The analysis also includes:
Minnesota and North Dakota’s exports into Manitoba Hydro territory;
Indiana and southern Michigan’s exports to the St. Louis area;
exports from Iowa into the MISO Central planning region of Indiana, Illinois, western Kentucky and eastern Missouri; and
MISO South to the West of the Atchafalaya Basin load pocket straddling Texas and Louisiana.
Additionally, MISO is studying five transfers under its NERC-required transfer study, used to determine the ability of the MISO system to handle possible power transfers across the footprint:
Ontario’s Independent Electricity System Operator to MISO’s East planning region;
MISO Central to the North planning regions in both directions; and
PJM’s Northern Illinois territory to the rest of its footprint east of Indiana.
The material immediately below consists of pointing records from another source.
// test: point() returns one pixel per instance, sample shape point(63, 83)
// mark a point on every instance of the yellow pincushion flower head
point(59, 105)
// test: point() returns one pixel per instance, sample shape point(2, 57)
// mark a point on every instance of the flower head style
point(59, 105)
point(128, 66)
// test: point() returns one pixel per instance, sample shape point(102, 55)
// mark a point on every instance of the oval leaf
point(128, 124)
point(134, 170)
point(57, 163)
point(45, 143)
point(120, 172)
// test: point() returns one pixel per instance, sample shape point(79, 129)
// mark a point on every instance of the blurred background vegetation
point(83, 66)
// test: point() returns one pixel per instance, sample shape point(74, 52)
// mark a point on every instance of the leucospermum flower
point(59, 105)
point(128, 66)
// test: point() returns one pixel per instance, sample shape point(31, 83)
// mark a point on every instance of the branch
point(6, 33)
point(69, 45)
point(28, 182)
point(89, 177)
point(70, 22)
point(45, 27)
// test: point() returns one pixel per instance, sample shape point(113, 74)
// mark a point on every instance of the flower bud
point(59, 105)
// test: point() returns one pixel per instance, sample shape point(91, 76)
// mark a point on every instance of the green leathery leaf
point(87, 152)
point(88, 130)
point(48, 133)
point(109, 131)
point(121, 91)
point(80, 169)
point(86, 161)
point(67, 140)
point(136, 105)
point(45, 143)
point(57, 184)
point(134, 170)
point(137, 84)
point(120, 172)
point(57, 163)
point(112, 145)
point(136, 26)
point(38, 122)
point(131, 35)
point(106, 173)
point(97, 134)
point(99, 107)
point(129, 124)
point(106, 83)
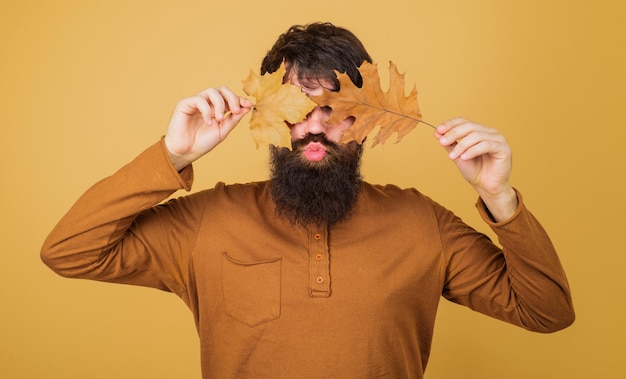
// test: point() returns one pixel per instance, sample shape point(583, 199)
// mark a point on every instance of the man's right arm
point(101, 238)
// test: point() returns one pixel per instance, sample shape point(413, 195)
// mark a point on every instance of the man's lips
point(314, 152)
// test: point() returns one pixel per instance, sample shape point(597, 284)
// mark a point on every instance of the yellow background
point(87, 85)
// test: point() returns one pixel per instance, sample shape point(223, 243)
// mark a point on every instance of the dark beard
point(318, 193)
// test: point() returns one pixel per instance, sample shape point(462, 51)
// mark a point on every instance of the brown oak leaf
point(276, 102)
point(392, 111)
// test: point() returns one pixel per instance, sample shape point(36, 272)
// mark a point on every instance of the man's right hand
point(201, 122)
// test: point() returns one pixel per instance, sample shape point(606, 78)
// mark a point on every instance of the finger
point(479, 143)
point(193, 105)
point(214, 98)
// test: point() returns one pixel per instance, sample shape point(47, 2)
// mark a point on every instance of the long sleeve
point(523, 283)
point(99, 238)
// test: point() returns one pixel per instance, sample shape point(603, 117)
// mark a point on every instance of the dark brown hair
point(315, 51)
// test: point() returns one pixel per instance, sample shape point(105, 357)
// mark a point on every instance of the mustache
point(300, 144)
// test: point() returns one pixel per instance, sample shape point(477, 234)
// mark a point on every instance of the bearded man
point(314, 273)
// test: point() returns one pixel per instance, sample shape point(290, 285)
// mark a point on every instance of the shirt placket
point(319, 263)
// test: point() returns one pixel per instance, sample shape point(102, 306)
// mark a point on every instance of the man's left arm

Nearly all the transfers were chosen based on heavy historical usage; however, the PJM transfer was selected because of an influx of wind generation additions in the area by 2025.
At the end of last month, MTEP 20 contained 510 proposed projects at a combined $4.06 billion. (See Price Tag Rising for MTEP 20.) Those figures will remain fluid as MISO finalizes the transmission package over the next three months.
MTEP 20 is also on a shorter-than-usual timeline this year.
MISO announced earlier this year that it will revise the MTEP 20 schedule to allow the Board of Directors’ System Planning Committee an additional month to review the transmission package prior to the full board vote in early December. That means the PAC will review, then vote on, whether to recommend the draft MTEP 20 report about a month earlier than usual, in September instead of October. (See “MTEP 20 Schedule Change,” Northern Focus for MTEP 20.)
PAC Chair Cynthia Crane has said the truncated MTEP timeline caused “some consternation” among stakeholders. “As much as everyone wants to give the board extra time to review, it’s going to take a month out of the process to form the MTEP,” Crane reported to the MISO Steering Committee in February.